Jacky Bourke-White, CEO of Age UK Lewisham and Southwark, told Southwark Council’s health and wellbeing board that while the area was getting richer, older generations were often being left behind.

“We have the sixth most deprived older population in the country and that is often overlooked,” she said.

“As the borough is getting richer we ignore the fact that our older population is being left behind. They are suffering from that in ways that we have never seen before, so we see more and more homeless people and more people in temporary accommodation.”

She said many older people who were struggling are isolated as their families could not afford to live in the borough.

“Sons and daughters have been unable to buy homes in the borough, to stay in the borough, [and] they tend to live two or three hours outside of the borough.

“And that creates its own problems for older people. We have this incredibly vulnerable older population left behind by the pace of change in the borough.”

She said it was “horrifying” the borough could not afford to extend in-home care visits to one hour, or enable older people to leave their houses.

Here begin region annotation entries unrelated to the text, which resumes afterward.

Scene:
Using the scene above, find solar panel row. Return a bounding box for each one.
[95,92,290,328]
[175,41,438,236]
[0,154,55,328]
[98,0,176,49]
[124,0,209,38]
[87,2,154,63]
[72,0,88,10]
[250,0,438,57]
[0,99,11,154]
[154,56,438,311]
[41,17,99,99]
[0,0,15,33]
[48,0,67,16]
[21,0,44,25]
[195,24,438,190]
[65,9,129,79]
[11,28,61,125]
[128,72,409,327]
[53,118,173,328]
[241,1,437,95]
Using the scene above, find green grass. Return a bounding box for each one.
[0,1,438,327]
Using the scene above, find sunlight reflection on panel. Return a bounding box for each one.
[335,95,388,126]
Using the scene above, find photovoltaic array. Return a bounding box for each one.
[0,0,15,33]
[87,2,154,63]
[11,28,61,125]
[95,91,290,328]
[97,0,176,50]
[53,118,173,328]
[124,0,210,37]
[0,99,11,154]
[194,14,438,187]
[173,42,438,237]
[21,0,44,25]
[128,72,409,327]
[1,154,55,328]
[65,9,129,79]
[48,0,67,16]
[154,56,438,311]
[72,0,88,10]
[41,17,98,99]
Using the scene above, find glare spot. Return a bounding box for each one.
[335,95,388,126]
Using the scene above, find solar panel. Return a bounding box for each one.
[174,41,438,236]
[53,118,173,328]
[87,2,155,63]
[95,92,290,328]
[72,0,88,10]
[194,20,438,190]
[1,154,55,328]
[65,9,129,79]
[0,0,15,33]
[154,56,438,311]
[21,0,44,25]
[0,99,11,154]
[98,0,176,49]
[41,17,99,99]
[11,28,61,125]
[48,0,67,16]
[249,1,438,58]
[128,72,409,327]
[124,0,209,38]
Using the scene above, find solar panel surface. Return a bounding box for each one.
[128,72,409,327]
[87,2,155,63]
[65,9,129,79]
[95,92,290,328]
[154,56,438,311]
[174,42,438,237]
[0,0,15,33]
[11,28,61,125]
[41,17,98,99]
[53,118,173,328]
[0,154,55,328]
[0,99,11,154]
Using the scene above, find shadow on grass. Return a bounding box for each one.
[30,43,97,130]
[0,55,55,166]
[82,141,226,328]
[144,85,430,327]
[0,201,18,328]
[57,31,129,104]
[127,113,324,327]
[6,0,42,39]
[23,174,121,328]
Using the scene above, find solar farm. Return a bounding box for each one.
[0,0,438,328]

“It would be really good if of those older people getting three visits a day, which means, they have quite a high level of need, there is not a lot they can do for themselves – at the point that you are getting three visits a day you cannot get yourself out of bed, you cannot wash yourself, you cannot dress yourself, you cannot feed yourself – I am saying wouldn’t it be good if one of those visits was for an hour? If one of those visits was unhurried?” she explained.

“Every older person should be able to go out a minimum of once a week. They should be supported to get out of the house and do something.

“It’s terrible these days we live in a society that older people, once you are that frail, your life is so circumscribed and that we as a society cant afford this as a bare minimum,” she said.